Am 19. Januar 2023 trat Boris Pistorius (63, SPD) sein neues Amt als Bundesminister der Verteidigung an. Er wurde politisch und medial querbeet freundlich, ja erleichtert empfangen. Was kein Wunder war nach den quälenden 13 Monaten seiner Vorgängerin Christine Lambrecht (SPD). Pistorius gab sich truppennah, setzte sich auf Panzer, sprach mit den Soldaten, machte auch international „bella figura“. Auf der Beliebtheitsskala erobert Pistorius schnell vorderste Plätze. Die ersten Lorbeerkränze waren geflochten.
Geht es Pistorius jetzt auch so? Mittlerweile ist man in der Truppe bis hinauf in die Generalität ziemlich angefressen. Der Bendlerblock wird unruhig, weil zahlreiche hochkarätige personelle Um- und Neubesetzungen angekündigt, aber zum Teil nicht konkretisiert wurden. Manche Betroffenen erfuhren es teilweise über die Presse.
Am Gründonnerstag, 7. April, schrieb Pistorius aus dem Osterurlaub an alle Soldaten und zivilen Mitarbeiter. Er bestätigte manche Personalie, andere verschwieg er. Wörtlich schrieb Pistorius: „Personelle Veränderungen in Spitzenpositionen werde ich transparent kommunizieren. Das betone ich insbesondere angesichts zahlreicher Spekulationen. Ich bitte hier um Ihr Vertrauen.“ Offenbar merkt Pistorius allmählich, dass hyperaktive Umbesetzungen nach Gutsherrenart noch keine Reform ausmachen. Da sollte Pistorius mal an seinen alten römischen Beinahe-Namensvetter Petronius denken. Dieser schrieb einmal: Wir stellen ständig um, strukturieren permanent neu, es bringt zwar nichts, aber es erweckt die Illusion des Fortschritts.
Auch sonst viel Stagnation oder gar Abbau
Von den 100 Milliarden „Sondervermögen“ für die Bundeswehr konnte derweil zugegebenermaßen noch nicht allzu viel sichtbar werden. Und der personelle Aufwuchs der Bundeswehr von 183.000 bis 2031 auf 203.000 Mann steht in den Sternen, zumal zuletzt immer mehr Soldaten wegen „Ukraine“ den Wehrdienst verweigerten und viele Längerdienende ihre Verpflichtungszeit beendeten oder verkürzten.

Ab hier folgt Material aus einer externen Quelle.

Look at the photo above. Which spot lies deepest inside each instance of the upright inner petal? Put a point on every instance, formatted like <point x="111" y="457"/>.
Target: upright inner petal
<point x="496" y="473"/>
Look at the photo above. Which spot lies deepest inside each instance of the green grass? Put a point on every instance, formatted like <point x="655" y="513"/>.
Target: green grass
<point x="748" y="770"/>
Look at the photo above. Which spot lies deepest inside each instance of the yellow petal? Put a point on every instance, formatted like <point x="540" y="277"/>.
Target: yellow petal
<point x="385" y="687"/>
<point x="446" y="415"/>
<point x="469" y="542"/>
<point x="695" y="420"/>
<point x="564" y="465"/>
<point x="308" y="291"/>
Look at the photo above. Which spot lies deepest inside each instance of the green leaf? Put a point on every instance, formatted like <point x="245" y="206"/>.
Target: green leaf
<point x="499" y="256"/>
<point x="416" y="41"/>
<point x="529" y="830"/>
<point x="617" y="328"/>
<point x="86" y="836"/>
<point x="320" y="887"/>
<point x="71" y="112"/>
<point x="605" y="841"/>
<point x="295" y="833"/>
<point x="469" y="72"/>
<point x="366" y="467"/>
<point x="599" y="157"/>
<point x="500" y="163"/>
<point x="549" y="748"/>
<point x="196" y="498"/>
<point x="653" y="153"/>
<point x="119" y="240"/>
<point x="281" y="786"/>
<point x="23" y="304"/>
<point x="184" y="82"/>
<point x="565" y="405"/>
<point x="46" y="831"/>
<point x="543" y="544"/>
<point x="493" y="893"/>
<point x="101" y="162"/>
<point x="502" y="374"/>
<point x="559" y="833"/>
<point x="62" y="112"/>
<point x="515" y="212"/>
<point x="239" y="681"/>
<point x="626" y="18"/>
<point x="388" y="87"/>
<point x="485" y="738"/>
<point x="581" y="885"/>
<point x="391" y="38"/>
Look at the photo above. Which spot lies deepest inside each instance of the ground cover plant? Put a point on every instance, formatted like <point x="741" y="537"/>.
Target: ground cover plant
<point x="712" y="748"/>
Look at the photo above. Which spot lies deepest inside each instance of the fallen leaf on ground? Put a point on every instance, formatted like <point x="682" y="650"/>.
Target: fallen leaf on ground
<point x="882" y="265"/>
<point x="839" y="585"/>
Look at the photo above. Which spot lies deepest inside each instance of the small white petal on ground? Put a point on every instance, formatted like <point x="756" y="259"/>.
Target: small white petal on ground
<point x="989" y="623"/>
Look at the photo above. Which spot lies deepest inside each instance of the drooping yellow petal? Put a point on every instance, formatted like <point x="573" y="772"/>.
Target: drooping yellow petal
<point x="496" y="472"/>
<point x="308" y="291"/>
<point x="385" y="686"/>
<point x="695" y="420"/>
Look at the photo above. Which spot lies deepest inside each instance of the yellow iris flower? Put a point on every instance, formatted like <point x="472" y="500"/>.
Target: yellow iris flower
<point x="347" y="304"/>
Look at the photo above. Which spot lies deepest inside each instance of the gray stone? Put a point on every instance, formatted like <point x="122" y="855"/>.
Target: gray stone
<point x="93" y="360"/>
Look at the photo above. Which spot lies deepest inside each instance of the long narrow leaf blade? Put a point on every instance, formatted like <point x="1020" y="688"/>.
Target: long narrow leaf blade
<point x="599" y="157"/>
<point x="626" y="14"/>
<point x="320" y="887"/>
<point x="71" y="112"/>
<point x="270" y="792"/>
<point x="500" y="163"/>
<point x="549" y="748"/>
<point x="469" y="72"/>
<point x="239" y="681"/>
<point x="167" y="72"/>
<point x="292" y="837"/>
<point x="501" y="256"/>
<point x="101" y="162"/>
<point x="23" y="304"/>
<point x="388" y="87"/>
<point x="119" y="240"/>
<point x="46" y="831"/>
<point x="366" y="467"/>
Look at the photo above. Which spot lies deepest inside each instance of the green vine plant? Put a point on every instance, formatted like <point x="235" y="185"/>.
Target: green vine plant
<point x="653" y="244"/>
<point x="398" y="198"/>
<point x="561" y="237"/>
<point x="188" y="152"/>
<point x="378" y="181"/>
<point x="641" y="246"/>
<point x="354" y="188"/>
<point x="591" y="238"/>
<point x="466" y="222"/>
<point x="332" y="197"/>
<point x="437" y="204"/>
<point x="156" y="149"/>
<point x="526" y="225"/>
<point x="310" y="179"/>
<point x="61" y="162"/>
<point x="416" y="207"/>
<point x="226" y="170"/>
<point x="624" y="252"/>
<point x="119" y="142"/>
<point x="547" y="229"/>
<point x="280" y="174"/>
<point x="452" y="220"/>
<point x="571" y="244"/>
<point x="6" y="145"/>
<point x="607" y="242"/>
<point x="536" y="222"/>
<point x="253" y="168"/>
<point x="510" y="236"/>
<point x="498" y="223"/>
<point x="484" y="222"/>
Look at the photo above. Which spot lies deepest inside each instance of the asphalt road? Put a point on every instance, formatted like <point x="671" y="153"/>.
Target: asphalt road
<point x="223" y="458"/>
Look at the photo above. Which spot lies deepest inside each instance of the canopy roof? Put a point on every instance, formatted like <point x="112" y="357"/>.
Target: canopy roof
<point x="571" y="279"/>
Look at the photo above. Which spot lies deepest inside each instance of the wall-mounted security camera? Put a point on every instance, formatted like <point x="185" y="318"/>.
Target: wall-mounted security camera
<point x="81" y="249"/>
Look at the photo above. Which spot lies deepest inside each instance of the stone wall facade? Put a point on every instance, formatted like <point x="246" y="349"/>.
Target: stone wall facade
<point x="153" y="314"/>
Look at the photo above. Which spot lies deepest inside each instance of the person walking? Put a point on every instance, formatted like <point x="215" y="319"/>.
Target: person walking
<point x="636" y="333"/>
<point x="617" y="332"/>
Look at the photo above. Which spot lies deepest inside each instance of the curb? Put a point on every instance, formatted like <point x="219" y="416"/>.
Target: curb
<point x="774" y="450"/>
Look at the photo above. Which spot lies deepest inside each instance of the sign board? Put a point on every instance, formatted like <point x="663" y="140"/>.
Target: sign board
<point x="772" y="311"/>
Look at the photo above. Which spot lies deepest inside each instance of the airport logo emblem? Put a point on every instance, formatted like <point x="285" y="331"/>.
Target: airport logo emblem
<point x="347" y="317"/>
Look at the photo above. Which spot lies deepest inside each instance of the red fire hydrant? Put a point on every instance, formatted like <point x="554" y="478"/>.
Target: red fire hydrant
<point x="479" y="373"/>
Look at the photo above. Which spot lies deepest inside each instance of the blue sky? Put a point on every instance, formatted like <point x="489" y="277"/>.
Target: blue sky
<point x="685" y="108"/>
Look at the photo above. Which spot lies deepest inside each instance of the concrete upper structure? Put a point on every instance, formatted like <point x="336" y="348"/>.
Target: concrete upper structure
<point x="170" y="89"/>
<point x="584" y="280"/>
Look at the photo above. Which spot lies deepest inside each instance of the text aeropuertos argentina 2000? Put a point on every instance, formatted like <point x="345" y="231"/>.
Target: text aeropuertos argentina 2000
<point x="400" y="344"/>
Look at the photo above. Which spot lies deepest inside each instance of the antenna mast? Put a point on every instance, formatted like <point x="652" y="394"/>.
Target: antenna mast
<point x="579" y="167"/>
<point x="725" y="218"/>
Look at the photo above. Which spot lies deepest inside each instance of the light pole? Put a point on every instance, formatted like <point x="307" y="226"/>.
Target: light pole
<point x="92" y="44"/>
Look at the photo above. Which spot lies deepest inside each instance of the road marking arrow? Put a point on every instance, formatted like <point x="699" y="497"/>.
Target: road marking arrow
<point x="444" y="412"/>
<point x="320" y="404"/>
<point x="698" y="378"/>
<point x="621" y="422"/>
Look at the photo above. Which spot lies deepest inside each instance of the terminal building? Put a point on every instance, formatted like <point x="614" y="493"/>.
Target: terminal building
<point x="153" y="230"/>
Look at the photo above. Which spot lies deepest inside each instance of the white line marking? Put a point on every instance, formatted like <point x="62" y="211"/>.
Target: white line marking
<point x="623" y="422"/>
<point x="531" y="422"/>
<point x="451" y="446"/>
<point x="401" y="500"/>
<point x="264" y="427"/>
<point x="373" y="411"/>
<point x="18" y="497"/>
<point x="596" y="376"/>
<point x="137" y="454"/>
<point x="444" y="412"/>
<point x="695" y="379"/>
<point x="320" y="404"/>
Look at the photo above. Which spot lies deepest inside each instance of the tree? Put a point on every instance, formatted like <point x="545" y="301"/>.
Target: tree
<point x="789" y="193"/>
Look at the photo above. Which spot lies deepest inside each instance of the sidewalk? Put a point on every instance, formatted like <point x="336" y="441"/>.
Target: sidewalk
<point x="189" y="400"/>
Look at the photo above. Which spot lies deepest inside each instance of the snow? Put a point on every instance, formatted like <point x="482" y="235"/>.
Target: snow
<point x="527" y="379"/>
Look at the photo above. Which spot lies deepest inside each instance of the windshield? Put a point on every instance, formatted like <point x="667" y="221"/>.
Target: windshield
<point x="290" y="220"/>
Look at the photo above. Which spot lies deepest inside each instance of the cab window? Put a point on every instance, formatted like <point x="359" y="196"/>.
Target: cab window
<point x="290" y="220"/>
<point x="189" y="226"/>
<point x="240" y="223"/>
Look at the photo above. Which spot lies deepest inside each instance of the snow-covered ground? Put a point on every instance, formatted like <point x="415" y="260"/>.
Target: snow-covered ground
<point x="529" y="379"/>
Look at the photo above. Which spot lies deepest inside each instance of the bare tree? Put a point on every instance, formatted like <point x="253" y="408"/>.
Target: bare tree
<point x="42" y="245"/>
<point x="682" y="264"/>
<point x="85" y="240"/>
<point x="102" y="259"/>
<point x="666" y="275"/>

Wenn man sich anschaut, was China, Russland und die USA in militärische Forschung stecken, kann man nur noch den Kopf schütteln. Denn die Folge wird sein, dass Deutschland in Zukunft über noch weniger eigene moderne Waffensysteme verfügen wird und dann bald alles auf dem internationalen Markt einkaufen muss.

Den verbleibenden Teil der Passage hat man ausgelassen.